For the Miami Dolphins, that question may eventually center on defensive lineman Zach Sieler.
Sieler isn’t just another veteran on the roster. He’s the longest-tenured Dolphin, one of the team’s most respected locker-room leaders, and one of the NFL’s more remarkable success stories. A former seventh-round pick out of Division II Ferris State, Sieler wasn’t supposed to become a cornerstone player. Yet after being drafted by Baltimore in 2018, released, and claimed by Miami, he steadily developed into one of the AFC’s most productive interior defensive linemen.
Now entering his ninth NFL season at age 30, Sieler finds himself in an unusual position. He remains one of Miami’s best defensive players, but he’s also a veteran piece on a roster beginning a significant transition under new head coach Jeff Hafley.
And that’s where things get complicated.
Last year, the Dolphins rewarded Sieler’s production with a three-year contract extension worth up to $38.65 million, including $20 million guaranteed. At the time, the deal was widely viewed as a fair market contract for a proven defensive lineman who consistently pressures quarterbacks and anchors the interior defensive front.
The challenge isn’t the contract itself. The challenge is timing.
By 2027, Sieler will be 31 years old and scheduled to carry a cap hit of roughly $20.7 million. For a team focused on rebuilding, developing younger players, and maintaining long-term salary cap flexibility, that’s the type of number that inevitably attracts scrutiny.
Miami isn’t there yet, and there has been no indication the organization is considering moving on from Sieler. But front offices are constantly balancing production against age, cost, and future roster construction. Those calculations become even more important during a rebuild.
What makes the situation unique is that Sieler remains fully invested in the organization’s future.
During OTAs this week, he spoke positively about the culture being established by Hafley and the new coaching staff. Speaking candidly about the transition, Sieler emphasized the value of honest communication throughout the building.
The Dolphins’ own OTA reports have highlighted his leadership role, and it’s easy to see why. Few players on the roster understand the organization better than Sieler. He’s survived coaching changes, roster turnover, and multiple phases of team building. Younger players naturally gravitate toward veterans with that level of experience.
That’s part of what makes any future decision difficult.

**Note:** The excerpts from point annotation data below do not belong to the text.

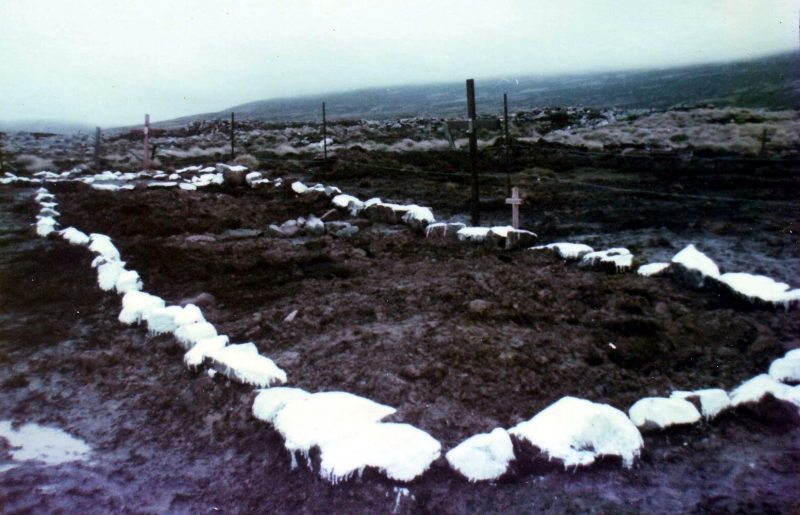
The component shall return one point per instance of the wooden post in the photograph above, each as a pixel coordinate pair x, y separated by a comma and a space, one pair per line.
324, 134
507, 142
515, 202
473, 152
97, 148
232, 125
146, 160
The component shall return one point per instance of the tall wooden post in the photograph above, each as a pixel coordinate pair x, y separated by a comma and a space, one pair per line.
507, 142
233, 121
324, 134
97, 148
473, 152
146, 160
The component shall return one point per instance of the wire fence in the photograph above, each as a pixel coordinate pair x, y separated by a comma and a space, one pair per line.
504, 177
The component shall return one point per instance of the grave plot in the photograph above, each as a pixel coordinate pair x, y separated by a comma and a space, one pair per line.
460, 339
234, 236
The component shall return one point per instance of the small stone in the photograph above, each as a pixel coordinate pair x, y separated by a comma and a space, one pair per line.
520, 239
479, 306
240, 234
315, 226
347, 232
200, 238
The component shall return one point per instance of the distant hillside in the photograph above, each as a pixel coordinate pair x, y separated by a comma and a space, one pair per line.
52, 126
771, 82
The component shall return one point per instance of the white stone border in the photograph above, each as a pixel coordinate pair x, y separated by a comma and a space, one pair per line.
479, 457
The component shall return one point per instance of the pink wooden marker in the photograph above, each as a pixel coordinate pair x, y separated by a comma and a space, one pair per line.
146, 150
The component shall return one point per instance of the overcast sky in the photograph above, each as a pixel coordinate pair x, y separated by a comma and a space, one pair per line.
106, 62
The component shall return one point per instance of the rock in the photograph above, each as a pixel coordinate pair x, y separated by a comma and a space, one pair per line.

Rebuilding teams need leaders. They need players who set standards in practice, help develop younger talent, and provide stability during inevitable growing pains. Sieler checks every one of those boxes. He also continues to produce on the field at a high level.
At the same time, NFL roster building is rarely sentimental. Teams ultimately make decisions based on performance, age curves, and financial realities.

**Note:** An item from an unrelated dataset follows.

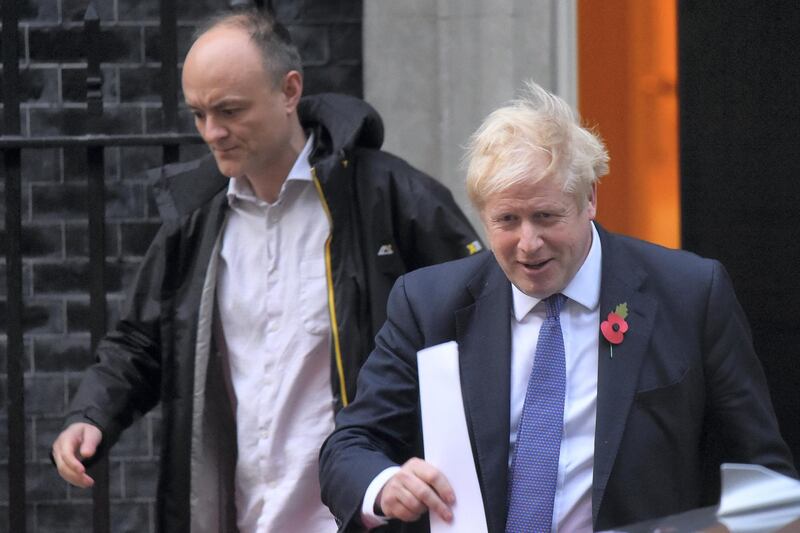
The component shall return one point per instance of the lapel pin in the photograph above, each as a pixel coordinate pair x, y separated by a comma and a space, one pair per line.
615, 327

For now, none of that appears to be affecting Sieler’s approach. He’s doing what he’s done throughout his career: working, producing, and letting his performance speak for itself.
It’s a formula that carried him from Ferris State to nearly a decade in the NFL and turned him into one of Miami’s most respected players.
Whether that same formula allows him to finish his career in a Dolphins uniform remains one of the more interesting long-term questions facing Miami’s rebuild.